Published 12:57 pm Saturday, October 14, 2017

by John Railey

It seems almost quaint now. Fifteen years ago this December, Trent Lott of Mississippi resigned his post as the Senate Republican leader after widespread criticism of his verbal salute to the early efforts of Sen. Strom Thurmond of South Carolina, then a Dixiecrat Democrat, to keep our South segregated.

I doubt Lott would be forced to step down today. He might even be celebrated by some factions in this brokenhearted nation.

Look no further than the White House for evidence of that. President Trump weakly drew a moral equivalency between the Klan/Nazi protesters in Charlottesville in August and their counter-protesters, even after one of the white supremacists drove a car into a crowd of the counter-protesters, killing one of them, a young white woman.

Last weekend, the white supremacists crept back into Charlottesville for another torchlight rally, albeit, thankfully, with a much smaller crowd for a much shorter time. Trump said nothing about it. He was too busy tweeting about what he obviously considers a real insult, that of NFL players peacefully kneeling in protest during the national anthem. The kneelers protesting racism and police brutality are predominantly African-American.

There’s a direct line from the Old South and Charlottesville to those kneelers, a line not lost on one player who kneeled last Sunday, Eric Reid of the San Francisco 49ers. He told the Mercury News of San Jose, speaking of the August Klan rally, that “fast forward to Charlottesville and people see what an un-American protest really looks like.”

By the time Reid said those words after his team played the Indianapolis Colts on the Colts’ turf last Sunday, Vice President Pence, on orders from Trump, had long since marched out of the stadium with his costly entourage, leaving in protest as Reid and other members of his team took a knee during the anthem, before the game started.

Reid, a black man who comes from a military family, told the California newspaper that he loves the national anthem and the military. He indicated that Pence’s action was part of “systemic oppression that has been rampant in this country for decades on top of decades” to which the kneeling has sought to draw attention. Pence, he said, is “a powerful man — has a huge following, has a huge platform, and this is what he chooses to do: Fly in on taxpayer money to confuse the message that we’ve been working so hard to control the narrative on?”

“It’s really disheartening when everything that you were raised on, everything I was raised on, was to be the best person I could be — to help people that need help — and the vice president of the United States is trying to confuse the message that we’re trying to put out there.”

Reid, who was in on the beginning of the kneeling protest with former 49ers quarterback Colin Kaepernick last year to draw attention to oppression and the deaths of blacks by police, made a good case. After standing for the anthem for this year’s first two preseason games, the Mercury News reported, Reid took a knee after the death of the counter-protester at the white-supremacist rally in Charlottesville.

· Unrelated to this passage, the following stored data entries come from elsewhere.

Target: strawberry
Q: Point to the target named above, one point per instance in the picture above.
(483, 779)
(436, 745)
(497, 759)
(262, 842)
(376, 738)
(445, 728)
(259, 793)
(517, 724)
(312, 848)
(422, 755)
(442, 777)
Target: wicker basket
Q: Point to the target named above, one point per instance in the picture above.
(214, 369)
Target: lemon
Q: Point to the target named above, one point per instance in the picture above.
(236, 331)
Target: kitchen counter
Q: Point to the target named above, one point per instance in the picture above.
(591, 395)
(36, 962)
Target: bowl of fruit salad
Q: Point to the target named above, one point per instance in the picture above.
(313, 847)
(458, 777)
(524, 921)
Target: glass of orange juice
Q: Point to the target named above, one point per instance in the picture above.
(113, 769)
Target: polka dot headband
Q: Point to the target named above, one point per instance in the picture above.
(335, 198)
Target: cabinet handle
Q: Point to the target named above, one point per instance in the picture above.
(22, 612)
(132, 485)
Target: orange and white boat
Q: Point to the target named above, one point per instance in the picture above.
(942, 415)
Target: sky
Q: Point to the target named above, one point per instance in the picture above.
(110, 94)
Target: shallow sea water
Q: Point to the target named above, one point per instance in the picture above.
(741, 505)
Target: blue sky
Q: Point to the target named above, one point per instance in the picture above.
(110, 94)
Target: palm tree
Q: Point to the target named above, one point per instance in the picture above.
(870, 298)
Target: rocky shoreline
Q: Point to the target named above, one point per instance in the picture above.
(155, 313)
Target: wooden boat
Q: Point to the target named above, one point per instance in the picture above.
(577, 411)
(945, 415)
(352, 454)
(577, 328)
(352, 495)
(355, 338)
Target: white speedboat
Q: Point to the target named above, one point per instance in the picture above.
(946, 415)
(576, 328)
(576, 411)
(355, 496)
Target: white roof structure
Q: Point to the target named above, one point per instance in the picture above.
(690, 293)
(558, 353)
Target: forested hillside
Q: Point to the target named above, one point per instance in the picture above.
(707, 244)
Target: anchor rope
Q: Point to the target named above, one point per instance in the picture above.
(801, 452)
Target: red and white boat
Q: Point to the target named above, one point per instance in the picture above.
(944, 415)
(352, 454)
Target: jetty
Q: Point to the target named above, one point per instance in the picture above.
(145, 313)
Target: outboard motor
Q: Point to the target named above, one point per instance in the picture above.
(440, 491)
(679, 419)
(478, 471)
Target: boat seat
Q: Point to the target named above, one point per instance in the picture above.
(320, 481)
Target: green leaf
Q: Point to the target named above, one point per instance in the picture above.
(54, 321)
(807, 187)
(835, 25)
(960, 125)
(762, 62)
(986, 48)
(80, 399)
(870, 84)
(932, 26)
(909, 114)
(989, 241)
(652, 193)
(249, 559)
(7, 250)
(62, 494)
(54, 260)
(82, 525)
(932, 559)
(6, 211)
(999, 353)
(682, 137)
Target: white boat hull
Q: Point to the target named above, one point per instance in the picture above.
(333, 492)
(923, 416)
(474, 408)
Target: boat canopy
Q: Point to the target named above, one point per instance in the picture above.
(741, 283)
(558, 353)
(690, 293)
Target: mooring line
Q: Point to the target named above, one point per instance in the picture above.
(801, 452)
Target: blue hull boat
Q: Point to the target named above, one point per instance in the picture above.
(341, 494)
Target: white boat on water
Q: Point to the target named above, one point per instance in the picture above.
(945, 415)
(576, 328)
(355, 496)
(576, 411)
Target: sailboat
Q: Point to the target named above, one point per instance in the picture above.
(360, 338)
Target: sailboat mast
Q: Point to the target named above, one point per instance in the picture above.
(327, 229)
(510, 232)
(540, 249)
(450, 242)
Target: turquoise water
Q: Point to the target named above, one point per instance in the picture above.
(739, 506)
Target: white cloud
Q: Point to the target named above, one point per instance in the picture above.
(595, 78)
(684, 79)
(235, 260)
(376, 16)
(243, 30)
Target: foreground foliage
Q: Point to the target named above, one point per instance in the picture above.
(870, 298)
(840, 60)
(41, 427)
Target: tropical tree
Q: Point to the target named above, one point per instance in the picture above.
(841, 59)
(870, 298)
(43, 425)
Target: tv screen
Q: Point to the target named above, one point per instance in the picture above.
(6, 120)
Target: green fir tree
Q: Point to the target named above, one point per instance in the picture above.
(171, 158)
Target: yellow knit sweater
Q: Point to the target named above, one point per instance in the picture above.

“What I was upset about was the false narrative being told about us,” he told the California paper. “People were saying that we’re un-American, that we were against police entirely. And that just wasn’t true … What Colin and Eli Harold and I did was peaceful protest fueled by faith in God to help make our country a better place. And I feel like I need to regain control of that narrative and not let people say what we’re doing is un-American. Because it’s not. It’s completely American.”

This week, NFL team owners, under pressure from Trump, will meet and decide whether to ban the kneeling. They could bench players who kneel, fine them heavily or even oust them if they persist.

Our country has never reconciled its original sin, that of slavery, and the oppression in its wake. The pendulum of racial equality swings back and forth. It seems now, after years of advances, that it’s swinging back to a bad place.

But there’s always reason for hope. The vast majority of the kneelers aren’t spoiled brats, as some critics have wrongly labeled them, but African-Americans from modest roots, who, through their talent and blood, have worked themselves up to a place to be heard.

As of last week, Eric Reid, in his comments to the Mercury News, was sticking by the protests. “We’re doing it because we want equality for everybody. We want our country to be a better place.”